Um dos primeiros grandes hinos ecologistas criados em regime pop, este foi o tema escolhido para apresentar Propaganda, o sucessor de Kimono in My House. Foi talvez uma surpresa a opção por uma balada depois de um desfile de peças festivas, mas a canção acabaria por ganhar também um estatuto clássico. Martin Gore (dos Depeche Mode) gravou uma magnífica versão em Counterfeit.

1979. “No. 1 Song in Heaven”
Depois de três magistrais álbuns “britânicos” entre 1974 e 76 e de uma etapa menos inspirada no regresso aos EUA, em 1979 aliam-se ao produtor Giorgio Moroder para criar um álbum que tanto assimila a essência hedonista do disco como ensaia, com magníficos resultados, primeiras abordagens dos Sparks aos terrenos da pop electrónica. Este foi o tema-título e cartão de visita do álbum.

1979. “Beat the Clock”
Sendo The No. 1 Song in Heaven, juntamente com o álbum de 1974, o segundo dos discos fulcrais na obra dos Sparks, fica aqui mais um momento do seu alinhamento, também editado como single.

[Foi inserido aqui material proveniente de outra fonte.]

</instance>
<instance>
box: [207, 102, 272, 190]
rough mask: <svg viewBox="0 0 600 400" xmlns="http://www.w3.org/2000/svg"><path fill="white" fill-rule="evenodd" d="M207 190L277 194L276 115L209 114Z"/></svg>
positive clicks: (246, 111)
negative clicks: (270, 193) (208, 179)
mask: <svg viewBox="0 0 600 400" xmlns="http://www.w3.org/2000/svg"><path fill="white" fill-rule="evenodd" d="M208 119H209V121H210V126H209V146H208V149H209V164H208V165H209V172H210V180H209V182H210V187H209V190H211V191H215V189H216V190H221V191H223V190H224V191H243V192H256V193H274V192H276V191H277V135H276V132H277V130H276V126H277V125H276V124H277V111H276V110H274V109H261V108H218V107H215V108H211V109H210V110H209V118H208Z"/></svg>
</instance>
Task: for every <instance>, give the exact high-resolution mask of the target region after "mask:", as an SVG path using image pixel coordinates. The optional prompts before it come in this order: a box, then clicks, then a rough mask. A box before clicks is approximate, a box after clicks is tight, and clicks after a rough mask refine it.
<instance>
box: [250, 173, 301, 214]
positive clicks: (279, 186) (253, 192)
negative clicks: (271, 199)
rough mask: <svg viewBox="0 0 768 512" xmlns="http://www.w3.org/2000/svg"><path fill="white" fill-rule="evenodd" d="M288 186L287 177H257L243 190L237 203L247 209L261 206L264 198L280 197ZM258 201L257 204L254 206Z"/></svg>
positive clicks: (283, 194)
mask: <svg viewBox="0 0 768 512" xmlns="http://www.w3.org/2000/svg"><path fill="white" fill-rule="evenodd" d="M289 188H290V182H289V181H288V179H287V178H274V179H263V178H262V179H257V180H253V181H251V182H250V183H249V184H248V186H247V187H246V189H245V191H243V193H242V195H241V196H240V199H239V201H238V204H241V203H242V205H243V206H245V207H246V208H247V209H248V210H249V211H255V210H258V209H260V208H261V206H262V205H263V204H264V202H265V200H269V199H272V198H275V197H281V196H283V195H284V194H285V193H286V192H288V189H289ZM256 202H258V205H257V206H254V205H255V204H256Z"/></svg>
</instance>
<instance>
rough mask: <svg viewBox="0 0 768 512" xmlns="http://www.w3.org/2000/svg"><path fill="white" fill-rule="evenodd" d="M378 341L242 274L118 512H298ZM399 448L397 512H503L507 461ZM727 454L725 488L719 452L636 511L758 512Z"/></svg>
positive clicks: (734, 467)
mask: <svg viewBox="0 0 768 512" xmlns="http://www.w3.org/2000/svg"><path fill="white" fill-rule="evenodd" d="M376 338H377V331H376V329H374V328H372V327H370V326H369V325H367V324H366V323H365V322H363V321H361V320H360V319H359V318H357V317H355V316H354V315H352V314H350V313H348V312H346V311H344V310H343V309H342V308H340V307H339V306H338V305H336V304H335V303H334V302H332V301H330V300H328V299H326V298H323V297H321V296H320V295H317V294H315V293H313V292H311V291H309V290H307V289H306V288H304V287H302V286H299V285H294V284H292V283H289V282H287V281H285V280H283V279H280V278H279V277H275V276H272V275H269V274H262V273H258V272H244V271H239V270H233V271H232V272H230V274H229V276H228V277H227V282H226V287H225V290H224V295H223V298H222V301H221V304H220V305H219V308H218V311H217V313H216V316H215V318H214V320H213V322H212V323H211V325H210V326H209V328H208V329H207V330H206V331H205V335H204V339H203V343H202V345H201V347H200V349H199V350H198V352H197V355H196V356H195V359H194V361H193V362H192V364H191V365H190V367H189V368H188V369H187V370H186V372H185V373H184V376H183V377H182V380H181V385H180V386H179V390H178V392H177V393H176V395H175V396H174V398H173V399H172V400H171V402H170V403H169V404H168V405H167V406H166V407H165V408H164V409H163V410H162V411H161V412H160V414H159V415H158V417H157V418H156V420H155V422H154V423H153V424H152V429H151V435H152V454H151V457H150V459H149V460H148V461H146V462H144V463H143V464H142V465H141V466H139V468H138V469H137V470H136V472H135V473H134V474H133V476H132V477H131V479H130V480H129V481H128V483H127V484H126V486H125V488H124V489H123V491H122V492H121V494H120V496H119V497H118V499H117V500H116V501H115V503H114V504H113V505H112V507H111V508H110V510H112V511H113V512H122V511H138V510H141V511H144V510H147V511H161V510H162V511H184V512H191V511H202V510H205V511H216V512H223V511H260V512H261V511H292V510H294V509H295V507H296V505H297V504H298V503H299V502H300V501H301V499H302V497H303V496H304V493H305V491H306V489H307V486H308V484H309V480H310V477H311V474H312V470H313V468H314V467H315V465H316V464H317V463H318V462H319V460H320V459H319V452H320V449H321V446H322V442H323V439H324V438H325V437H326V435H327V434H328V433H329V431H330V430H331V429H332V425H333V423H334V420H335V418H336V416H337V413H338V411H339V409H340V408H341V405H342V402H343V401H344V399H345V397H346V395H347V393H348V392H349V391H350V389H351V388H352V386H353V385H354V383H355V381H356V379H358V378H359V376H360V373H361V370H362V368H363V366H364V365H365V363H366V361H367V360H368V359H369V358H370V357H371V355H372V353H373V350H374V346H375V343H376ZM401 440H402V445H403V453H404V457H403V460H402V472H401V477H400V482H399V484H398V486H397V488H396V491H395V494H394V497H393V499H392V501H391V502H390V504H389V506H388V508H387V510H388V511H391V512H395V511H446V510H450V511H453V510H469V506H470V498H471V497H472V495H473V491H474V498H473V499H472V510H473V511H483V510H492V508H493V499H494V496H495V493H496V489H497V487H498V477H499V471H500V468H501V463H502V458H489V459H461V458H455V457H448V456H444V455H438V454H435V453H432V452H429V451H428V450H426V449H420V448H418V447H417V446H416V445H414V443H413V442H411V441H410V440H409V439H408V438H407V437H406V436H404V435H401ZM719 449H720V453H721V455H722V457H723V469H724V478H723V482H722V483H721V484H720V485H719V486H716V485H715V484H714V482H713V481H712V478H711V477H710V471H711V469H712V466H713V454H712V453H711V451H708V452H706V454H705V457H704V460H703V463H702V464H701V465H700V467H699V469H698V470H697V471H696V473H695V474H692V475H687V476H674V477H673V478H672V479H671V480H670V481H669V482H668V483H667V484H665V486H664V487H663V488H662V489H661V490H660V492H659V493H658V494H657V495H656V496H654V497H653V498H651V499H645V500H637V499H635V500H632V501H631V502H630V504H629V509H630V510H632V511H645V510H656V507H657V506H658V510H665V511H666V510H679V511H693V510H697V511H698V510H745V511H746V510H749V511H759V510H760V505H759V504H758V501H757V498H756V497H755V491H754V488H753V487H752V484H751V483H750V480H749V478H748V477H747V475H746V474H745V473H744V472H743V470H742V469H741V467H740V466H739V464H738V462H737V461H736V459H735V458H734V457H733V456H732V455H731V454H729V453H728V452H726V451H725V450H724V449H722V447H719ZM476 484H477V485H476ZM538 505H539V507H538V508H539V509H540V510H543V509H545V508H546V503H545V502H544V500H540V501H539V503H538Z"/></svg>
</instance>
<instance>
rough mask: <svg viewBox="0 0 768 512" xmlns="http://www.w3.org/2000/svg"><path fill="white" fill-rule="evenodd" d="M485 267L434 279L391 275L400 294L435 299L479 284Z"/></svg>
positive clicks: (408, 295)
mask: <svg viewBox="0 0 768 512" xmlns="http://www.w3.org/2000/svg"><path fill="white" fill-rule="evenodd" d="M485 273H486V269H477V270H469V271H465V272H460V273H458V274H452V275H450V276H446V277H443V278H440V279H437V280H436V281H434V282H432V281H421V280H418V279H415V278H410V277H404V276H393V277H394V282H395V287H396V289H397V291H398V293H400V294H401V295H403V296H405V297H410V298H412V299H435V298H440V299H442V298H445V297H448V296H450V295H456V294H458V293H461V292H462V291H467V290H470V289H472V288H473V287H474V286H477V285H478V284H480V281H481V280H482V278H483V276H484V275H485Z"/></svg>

Chegaram ainda a este formato Tryouts For The Human Race e La Dolce Vita.

1982. “Angst in My Pants”
O sentido de humor e um culto gourmet do nonsense sempre habitaram a pop inteligente dos Sparks e este single, que anunciou a chegada do álbum homónimo, que representou então a quarta colaboração consecutiva com a equipa de produção de Giorgio Moroder (que seria concluída com um quinto disco no ano seguinte).

1994. “When Do I Get to Sing My Way”
Fez-se de mais baixos que altos a segunda metade dos anos 80, havendo mesmo uma pausa em início dos noventas. O regresso à sua melhor forma revelou-se em 1994 no álbum Gratuitous Sax and Sensless Violins, álbum produzido pelos dois irmãos Mael que assinala o seu reencontro com caminhos musicais pop mais europeus e também com as electrónicas como protagonistas.

1997. “Something For The Girl With Everything”
Depois de uma colaboração com Tony Visconti em 1976, o grupo voltou a reunir-se com o produtor para criar um álbum de novas versões e interpretações de temas seus, onde colaboraram nomes como os de Mike Patton, Erasure ou Jimmy Somerville. Esta é uma versão de um tema do álbum Propaganda num arranjo que prenunciava aventuras orquestrais que estavam para chegar.

2002. “My Baby’s Taking Me Home”
O terceiro disco da troika de referência na discografia dos Sparks é um álbum concetual que explora não apenas a ideia da repetição e minimalismo mas também um conceito exuberante de pop orquestral que cativou atenções e gerou a única digressão do grupo a passar por Portugal (tocaram então no CCB). Este é um dos momentos desse magistral Lil’ Beethoven.

2015. “Johnny Delusional”
Uma canção pop perfeita e em tudo herdeira das principais genéticas que cruzam a obra dos Sparks, este é um dos singles já extraídos do álbum criado em parceria com os Franz Ferdinand que acabam de publicar sob o título FFS.